[BUG][master branch] garbage GPTJ output for multi-gpu inference
See original GitHub issueDescribe the bug
Similar to #2113 this bug relates to garbage output when using multi-gpu inference. In that issue @RezaYazdaniAminabadi made a fix seen in #2198 that fixed a similar issue for GPT Neo 2.7B that after building from master I can confirm solved multi-gpu inference for GPT Neo 2.7B. However, for GPTJ the issue remains:
Output from 2 3090s for GPTJ
[{'generated_text': 'DeepSpeed is,: to,,/ &.. by and.. a\n.. and- and.. the,,\n of\n [.,.\n:, &-. and a- the,\n\n). the'}]

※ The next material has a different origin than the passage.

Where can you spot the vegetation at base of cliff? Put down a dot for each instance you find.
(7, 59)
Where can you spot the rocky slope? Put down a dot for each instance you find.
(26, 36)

Meanwhile output from 1 3090 for GPTJ
[{'generated_text': 'DeepSpeed is a leading deep learning framework designed for distributed training and inference on heterogeneous accelerators and CPUs. Our paper (https://arxiv.org/abs/1811.11540) describes an optimized deep architecture and inference engine and'}]
To Reproduce Steps to reproduce the behavior:
- Install DeepSpeed from source on master
- pip install transformers
- Run with 2 GPUs to get bad output
- Run with 1 GPU to get good output
import os
import deepspeed
import torch
from transformers import pipeline
from transformers import AutoTokenizer, AutoModelForCausalLM
model_name = 'EleutherAI/gpt-j-6B'
# model_name = "EleutherAI/gpt-neo-2.7B"
local_rank = int(os.getenv('LOCAL_RANK', '0'))
world_size = int(os.getenv('WORLD_SIZE', '1'))
model = AutoModelForCausalLM.from_pretrained(model_name,torch_dtype=torch.float16)
tokenizer = AutoTokenizer.from_pretrained(model_name)
generator = pipeline('text-generation', model=model_name, device=local_rank,torch_dtype=torch.float16)
generator.model = deepspeed.init_inference(generator.model,
mp_size=world_size,
dtype=torch.half,
replace_method='auto',
replace_with_kernel_inject=True)
string = generator("DeepSpeed is", do_sample=True, min_length=50)
if not torch.distributed.is_initialized() or torch.distributed.get_rank() == 0:
print(string)
Expected behavior
I would expect output that makes sense, like the output for one GPU.
ds_report output
ds_report
DeepSpeed C++/CUDA extension op report
NOTE: Ops not installed will be just-in-time (JIT) compiled at runtime if needed. Op compatibility means that your system meet the required dependencies to JIT install the op.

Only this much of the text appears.